The Harvard-Westlake Parents’ Association Party Book fundraising website experienced a security breach, compromising parents’ credit card information, President Rick Commons notified parents and faculty in an email March 5. Commons emphasized that the breach was limited to those who had used credit cards on the auction website and would not affect the school database, website, or credit card processing.
“We outsource Party Book and the auction to a company called Click Source who works with Curtis, Harvard-Westlake, Brentwood and numerous independent schools in the Los Angeles area,” Party Book co-chair Sahaja Douglass (Liam ’18) said. “And it’s not hugely sophisticated; [the owner’s] an incredibly lovely man and he offers a great service but it’s not like he’s Amazon. He didn’t have really good encryption or firewalls.”
Douglass said the administration was still looking into the attack’s specific source.

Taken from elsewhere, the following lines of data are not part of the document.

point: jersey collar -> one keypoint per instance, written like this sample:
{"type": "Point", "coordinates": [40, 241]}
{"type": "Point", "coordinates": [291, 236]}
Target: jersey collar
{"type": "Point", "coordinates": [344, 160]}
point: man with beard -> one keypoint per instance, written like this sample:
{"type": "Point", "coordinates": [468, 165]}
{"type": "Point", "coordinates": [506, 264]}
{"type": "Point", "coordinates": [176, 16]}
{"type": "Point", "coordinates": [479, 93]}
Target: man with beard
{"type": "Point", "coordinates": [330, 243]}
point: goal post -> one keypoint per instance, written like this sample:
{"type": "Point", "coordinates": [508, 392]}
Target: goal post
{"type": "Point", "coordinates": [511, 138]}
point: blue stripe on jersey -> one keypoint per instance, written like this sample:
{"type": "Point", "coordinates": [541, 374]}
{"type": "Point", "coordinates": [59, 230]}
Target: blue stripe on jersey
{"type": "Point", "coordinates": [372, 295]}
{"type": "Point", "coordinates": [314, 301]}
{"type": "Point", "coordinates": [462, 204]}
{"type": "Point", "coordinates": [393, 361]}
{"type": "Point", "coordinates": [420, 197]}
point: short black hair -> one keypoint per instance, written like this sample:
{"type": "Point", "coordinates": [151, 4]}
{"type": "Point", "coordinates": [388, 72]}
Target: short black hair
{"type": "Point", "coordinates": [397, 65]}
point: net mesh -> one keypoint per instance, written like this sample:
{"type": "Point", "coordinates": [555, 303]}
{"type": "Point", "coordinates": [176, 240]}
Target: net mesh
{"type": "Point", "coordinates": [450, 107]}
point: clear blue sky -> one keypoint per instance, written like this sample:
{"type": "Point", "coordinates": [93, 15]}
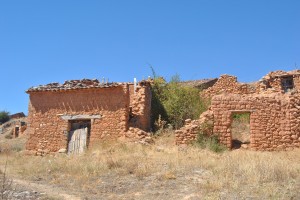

“Harvard-Westlake’s Information Technology department is investigating the scope of it, but they’re not sure whether it was [the Click Source] website that was compromised… It is possible that somebody on a PC was hacked or had a virus and somehow that virus sent them their credit card number, sort of like what happened to Neiman Marcus and Target,” Douglass said.
The school will provide a full year of credit monitoring and identity-theft protection to families who have been affected by the breach, Commons said in a second email March 7.
“I am very grateful for the broad support and understanding of the Harvard-Westlake community as we work through the Party Book/Auction breach, and I am truly sorry for the trouble and inconvenience it has caused,” he wrote.
Commons also recommended that people who have used the website take “risk-mitigation steps,” including checking their credit card statement and changing usernames and passwords.
“People have been incredibly understanding,” he said. “I haven’t had people blaming the school even though it is our responsibility.”
Commons also informed parents who were attending the drug and alcohol presentation March 5 of the breach.
“Rick Commons I think handled it very well,” Executive Vice President of the Parents’ Association Bea Torrado-Ridgley (Jacqueline ’14, Anthony ’15), whose credit card information was stolen, said. “It was very generous of the school to [offer credit monitoring] and ultimately they’re taking responsibility, so I admire what they’re doing and they were right on top of it.”
The Party Book website has been disabled, but tickets and information about events can still be obtained by contacting Party Book Co-Chairs Jackie Klein (Jacob ’16) and Douglass.